I worked in a big aerospace plant for 3 years, back in the 80's.  I had to breathe second-hand  smoke from my supervisor & another employee for 8 hours/day, 5 days/week.  I had a bad headache every weekend.  I probably had such a bad reaction to smoke because I had quit smoking a few years earlier.
Then, laws were passed in the workplace that said any employee had the right to demand a smoke-free work environment - which was a really stupid way to structure the law because it created problems among employees who smoked & those who didn't smoke.
My supervisor immediately warned me that _"If I asked for a smoke-free work environment, my services would no longer be needed."_


----------



## Aunt Marg (Dec 21, 2020)

win231 said:


> I worked in a big aerospace plant for 3 years, back in the 80's.  I had to breathe second-hand  smoke from my supervisor & another employee for 8 hours/day, 5 days/week.  I had a bad headache every weekend.  I probably had such a bad reaction to smoke because I had quit smoking a few years earlier.
> Then, laws were passed in the workplace that said any employee had the right to demand a smoke-free work environment - which was a really stupid way to structure the law because it created problems among employees who smoked & those who didn't smoke.
> My supervisor immediately warned me that _"If I asked for a smoke-free work environment, my services would no longer be needed."_


We're you unionized at the time, Win?


----------



## MarciKS (Dec 21, 2020)

one of the cooks is so mad that he got covid he's planning to go straight to the ceo's office when he gets back to work.


----------



## Aunt Marg (Dec 21, 2020)

MarciKS said:


> one of the cooks is so mad that he got covid he's planning to go straight to the ceo's office when he gets back to work.


The problem with that is, all that will be extended to the cook is lip-service.

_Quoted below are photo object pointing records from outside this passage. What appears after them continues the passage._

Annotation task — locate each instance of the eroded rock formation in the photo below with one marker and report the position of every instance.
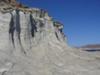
(32, 43)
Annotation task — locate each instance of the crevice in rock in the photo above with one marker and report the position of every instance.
(12, 29)
(33, 26)
(18, 28)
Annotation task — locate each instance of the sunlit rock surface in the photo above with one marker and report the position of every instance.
(32, 43)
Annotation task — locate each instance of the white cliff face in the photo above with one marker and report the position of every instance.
(31, 43)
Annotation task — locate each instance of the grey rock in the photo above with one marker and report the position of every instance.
(32, 43)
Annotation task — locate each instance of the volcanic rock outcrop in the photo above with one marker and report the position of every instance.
(32, 43)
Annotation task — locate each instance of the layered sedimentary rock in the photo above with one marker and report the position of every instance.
(32, 43)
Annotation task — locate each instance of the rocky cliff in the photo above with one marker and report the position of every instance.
(32, 43)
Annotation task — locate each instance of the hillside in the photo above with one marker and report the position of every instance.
(33, 43)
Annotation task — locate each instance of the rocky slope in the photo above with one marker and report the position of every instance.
(32, 43)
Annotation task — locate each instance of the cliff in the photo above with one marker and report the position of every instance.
(32, 43)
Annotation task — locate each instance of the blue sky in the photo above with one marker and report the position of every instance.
(81, 18)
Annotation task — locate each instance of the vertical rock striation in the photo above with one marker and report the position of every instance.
(32, 43)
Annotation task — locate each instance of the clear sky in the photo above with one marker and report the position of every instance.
(81, 18)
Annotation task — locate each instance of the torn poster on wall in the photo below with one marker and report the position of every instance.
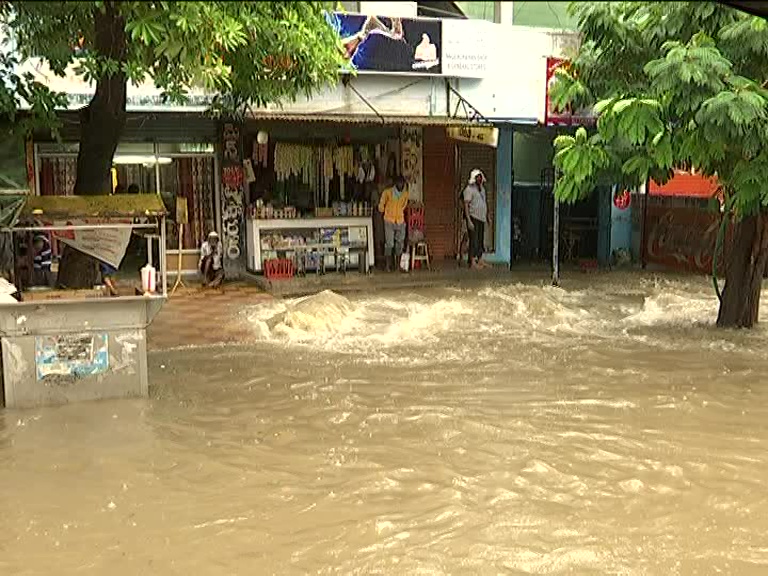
(71, 355)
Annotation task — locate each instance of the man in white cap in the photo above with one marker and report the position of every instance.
(476, 213)
(210, 261)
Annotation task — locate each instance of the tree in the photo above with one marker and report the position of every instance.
(676, 85)
(242, 52)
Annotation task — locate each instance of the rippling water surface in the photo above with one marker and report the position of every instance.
(606, 428)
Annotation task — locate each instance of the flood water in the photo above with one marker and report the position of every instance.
(604, 428)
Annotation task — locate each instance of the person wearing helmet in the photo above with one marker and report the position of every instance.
(476, 213)
(211, 261)
(392, 205)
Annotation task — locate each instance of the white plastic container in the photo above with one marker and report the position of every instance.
(148, 279)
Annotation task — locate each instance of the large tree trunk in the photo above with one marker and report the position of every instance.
(101, 125)
(745, 267)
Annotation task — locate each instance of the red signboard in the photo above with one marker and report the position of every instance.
(567, 117)
(681, 238)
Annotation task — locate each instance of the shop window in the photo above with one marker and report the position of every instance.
(191, 178)
(479, 10)
(13, 169)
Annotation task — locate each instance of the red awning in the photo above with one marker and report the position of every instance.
(687, 185)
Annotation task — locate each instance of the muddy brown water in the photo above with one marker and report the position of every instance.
(604, 428)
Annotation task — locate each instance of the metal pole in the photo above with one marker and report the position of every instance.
(163, 259)
(79, 227)
(645, 223)
(556, 244)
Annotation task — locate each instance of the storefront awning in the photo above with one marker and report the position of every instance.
(361, 119)
(114, 206)
(687, 185)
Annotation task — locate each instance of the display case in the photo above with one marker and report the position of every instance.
(322, 237)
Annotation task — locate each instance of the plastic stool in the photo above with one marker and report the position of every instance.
(420, 253)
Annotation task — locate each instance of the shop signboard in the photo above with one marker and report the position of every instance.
(105, 244)
(483, 135)
(567, 117)
(415, 46)
(468, 46)
(144, 97)
(389, 45)
(681, 237)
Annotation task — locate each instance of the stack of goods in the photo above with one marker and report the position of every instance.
(335, 160)
(295, 160)
(355, 209)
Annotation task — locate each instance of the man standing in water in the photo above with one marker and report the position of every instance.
(476, 213)
(210, 261)
(392, 204)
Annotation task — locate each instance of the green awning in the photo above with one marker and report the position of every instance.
(11, 206)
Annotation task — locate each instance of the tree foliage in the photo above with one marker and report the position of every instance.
(673, 85)
(243, 52)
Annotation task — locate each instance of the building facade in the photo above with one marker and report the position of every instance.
(463, 76)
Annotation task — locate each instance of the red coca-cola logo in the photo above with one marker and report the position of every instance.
(622, 199)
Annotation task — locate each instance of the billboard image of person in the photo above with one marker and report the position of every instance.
(381, 44)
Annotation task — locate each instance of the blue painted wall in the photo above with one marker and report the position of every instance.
(621, 227)
(503, 224)
(604, 225)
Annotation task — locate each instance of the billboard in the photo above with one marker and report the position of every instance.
(389, 45)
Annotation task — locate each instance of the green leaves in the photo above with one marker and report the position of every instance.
(632, 119)
(678, 85)
(580, 160)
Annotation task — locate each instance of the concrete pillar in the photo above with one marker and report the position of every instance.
(401, 9)
(503, 224)
(232, 198)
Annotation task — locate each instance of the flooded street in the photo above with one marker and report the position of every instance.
(604, 428)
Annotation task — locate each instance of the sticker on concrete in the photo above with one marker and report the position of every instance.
(71, 355)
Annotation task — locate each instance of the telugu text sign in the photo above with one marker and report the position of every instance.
(468, 46)
(483, 135)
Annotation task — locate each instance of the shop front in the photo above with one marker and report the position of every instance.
(167, 154)
(312, 189)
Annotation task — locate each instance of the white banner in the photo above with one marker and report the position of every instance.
(484, 135)
(105, 244)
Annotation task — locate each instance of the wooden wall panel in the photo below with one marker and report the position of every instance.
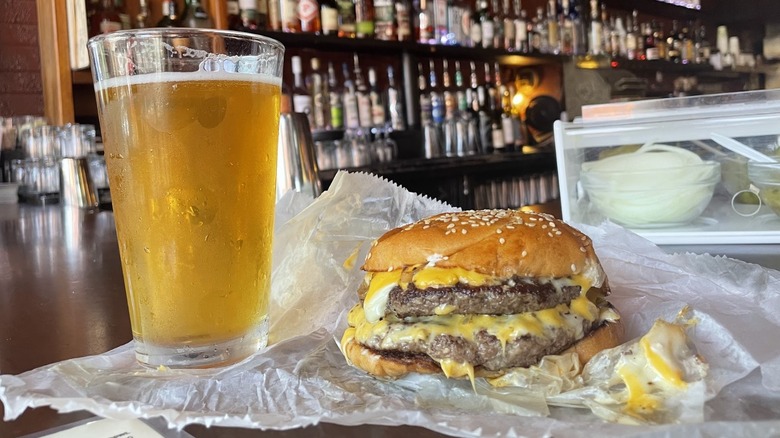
(20, 70)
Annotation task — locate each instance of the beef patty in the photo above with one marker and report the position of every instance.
(486, 351)
(517, 295)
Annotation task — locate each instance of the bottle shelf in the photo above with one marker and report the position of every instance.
(444, 167)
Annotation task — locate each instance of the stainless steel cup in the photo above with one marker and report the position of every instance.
(296, 167)
(76, 187)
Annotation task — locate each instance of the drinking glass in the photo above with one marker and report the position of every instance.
(190, 120)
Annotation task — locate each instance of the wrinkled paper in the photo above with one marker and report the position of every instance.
(301, 378)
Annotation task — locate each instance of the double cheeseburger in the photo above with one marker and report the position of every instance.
(478, 293)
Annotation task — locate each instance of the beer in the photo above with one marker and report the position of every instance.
(192, 164)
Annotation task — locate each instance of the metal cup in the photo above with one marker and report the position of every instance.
(296, 168)
(76, 186)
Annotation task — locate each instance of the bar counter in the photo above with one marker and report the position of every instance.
(62, 296)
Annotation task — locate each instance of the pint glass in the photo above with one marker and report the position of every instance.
(189, 121)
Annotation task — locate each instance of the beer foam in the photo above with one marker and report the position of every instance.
(178, 77)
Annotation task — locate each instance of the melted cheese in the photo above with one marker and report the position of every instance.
(381, 283)
(454, 369)
(389, 332)
(443, 277)
(659, 347)
(655, 369)
(640, 401)
(375, 302)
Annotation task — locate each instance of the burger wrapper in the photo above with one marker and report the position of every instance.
(729, 309)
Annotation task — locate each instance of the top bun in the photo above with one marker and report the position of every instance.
(501, 243)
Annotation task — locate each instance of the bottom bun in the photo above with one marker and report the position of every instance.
(394, 364)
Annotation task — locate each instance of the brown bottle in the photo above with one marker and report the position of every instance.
(105, 19)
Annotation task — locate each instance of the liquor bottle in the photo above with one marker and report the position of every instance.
(378, 115)
(506, 118)
(568, 37)
(105, 18)
(288, 10)
(462, 117)
(606, 30)
(335, 96)
(317, 85)
(384, 23)
(651, 51)
(674, 43)
(618, 36)
(329, 17)
(553, 30)
(274, 12)
(631, 40)
(195, 15)
(481, 105)
(508, 26)
(425, 32)
(425, 97)
(595, 46)
(234, 14)
(539, 38)
(458, 23)
(703, 49)
(395, 108)
(498, 24)
(302, 100)
(404, 21)
(437, 102)
(346, 18)
(486, 23)
(439, 20)
(660, 41)
(142, 18)
(461, 103)
(688, 49)
(249, 17)
(521, 28)
(309, 16)
(351, 110)
(170, 18)
(475, 29)
(364, 18)
(580, 30)
(449, 95)
(449, 125)
(363, 96)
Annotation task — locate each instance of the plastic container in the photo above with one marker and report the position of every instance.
(766, 177)
(639, 196)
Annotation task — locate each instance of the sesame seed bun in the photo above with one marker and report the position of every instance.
(476, 293)
(501, 243)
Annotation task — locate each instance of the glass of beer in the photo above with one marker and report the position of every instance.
(189, 121)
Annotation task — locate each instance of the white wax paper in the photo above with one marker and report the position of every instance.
(301, 379)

In order to make strides you have to document workplace violations and then present it to your union or other officials that will act on it.


----------



## MarciKS (Dec 22, 2020)

Aunt Marg said:


> The problem with that is, all that will be extended to the cook is lip-service.
> 
> In order to make strides you have to document workplace violations and then present it to your union or other officials that will act on it.


We have no union and nobody is gonna act on it because they don't give a crap. All they're concerned about is having bodies to fill the shifts and help them earn their money.


----------



## Aunt Marg (Dec 22, 2020)

MarciKS said:


> We have no union and nobody is gonna act on it because they don't give a crap. All they're concerned about is having bodies to fill the shifts and help them earn their money.


That's a shame...


----------



## Sunny (Dec 22, 2020)

It's probably very hard to pin down infection percentage rates in general. But one statistic I keep seeing is the number of deaths and hospitalizations, analyzed by age of patient. Obviously, the overwhelming number of really bad outcomes is from older people, apparently the older the worse.  I think they've got a pretty good handle on that, numerically.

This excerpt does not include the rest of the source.